向璟猛的衝上前就要动手,旁边的人没能及时回应,师安看着朝自己这边衝来的人,脑子有一瞬间的空白,毕竟因为身体的原因他几乎没有直面过暴力,如果遇到了保镖也只会留给他一个沉默的背影。
「你想干什么?」向璟的拳头被史尧拦在半路,史尧顺势站在了师安身前。
身上的慵懒全部收起,取而代之的是沉默的锐气,史尧面上甚至还带着笑,可是没有人觉得他是在跟人开玩笑。
向璟狞着脸就要朝史尧打去。
史尧看着向璟暴躁的状态拧了拧眉,没有和他打起来,只是在蒋士杰的帮助下把人摁在了地下。
他可不想再被找去谈一次话,能少一点麻烦算一点。
接道消息的老师赶来将向璟控制住,史尧站起身回头看见还是面无表情站在原地的师安,挑了挑眉道:「走吧。」
「嗯?」师安眨了眨眼,眼里復归清明。
史尧在进操场的时候就留意到了向璟的注视,要说今天这事没点自己的原因,是不可能的。
「你的手,不要去校医院看一下吗?」史尧看着师安冷淡的表情莫名觉得他有些呆,也没发现自己的眼睛微微弯起,他笑着问道。

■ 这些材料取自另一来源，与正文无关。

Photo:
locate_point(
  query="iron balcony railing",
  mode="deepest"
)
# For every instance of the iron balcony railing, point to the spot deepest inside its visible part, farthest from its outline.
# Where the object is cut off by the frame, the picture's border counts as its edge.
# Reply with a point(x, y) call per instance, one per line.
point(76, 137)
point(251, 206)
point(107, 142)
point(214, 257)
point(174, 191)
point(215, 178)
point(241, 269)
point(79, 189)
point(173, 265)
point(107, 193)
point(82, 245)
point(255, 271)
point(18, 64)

向璟挣扎的声音还在一旁,师安留意到了史尧手上的伤口,血顺着他的指尖滴在了地上,没发出任何声响。
师安本来是要拒绝的,他现在应该给管家爷爷打电话,然后回家,家里会有他从小用到大的医疗班底,即使只是这么一个淤青。
「好。」师安点了点头。
「卧。槽你手怎么了?」蒋士杰看到史尧的伤口喊道。
史尧低头看了一眼,这才发现自己受伤了,他不在意道:「没事。」
「黎安带纸了没?」蒋士杰看着史尧止不住流血的伤口喊道。
「纸,纸,纸?」黎安也有些无措的翻着自己的口袋。
史尧知道他们这么紧张的原因,自己伤的是右手,痛感后知后觉的传来,他看着手掌上的豁口,这才反应过来,向璟的目的一开始就是自己。
他若有所察的回头,正好对上向璟带着恶意的目光。
「欸,没事,我现在就去校医院,你们快回去上课吧,这个假你帮我请一下。」史尧轻鬆的对蒋士杰和黎安说道。
「没事个屁,血这么流,要是伤到了骨头,你就有的受了!个龟孙儿!」蒋士杰低骂道。
「这这——」黎安找了半天,只有刚刚师安不要的手帕。
师安接收到了黎安的视线,目光落在那张帕子上,微微蹙眉,还是很嫌弃。他从口袋里又拿出了一张墨黑的手帕,递了过去,「用这个吧。」
史尧可没忘记刚刚他对向璟的嫌弃,为避免麻烦直接拒绝了。
师安闻言点了点头,拿着帕子的手刚想收回却在黎安和蒋士杰犹如实质的眼神下僵着动作把手帕塞进了史尧的手里,有些不耐的说道:「还不去处理伤口,再来多少张帕子都没有。」
「我们先走,你们回去吧。」史尧随意的将帕子再手上缠了一下,朝蒋士杰和黎安说道。
第7章 手帕
「你自己平时注意,不要碰水,伤口有些深,恢復会比较慢。」校医利索的收拾好史尧的伤口,一边整理医用用具一边转头看向师安问道:「你呢,你哪里不舒服?」
史尧的血实在是流的比较多,一进医院医生就先拿器材帮他处理了起来,他看着站在一旁的师安本想提醒他旁边也可以治疗。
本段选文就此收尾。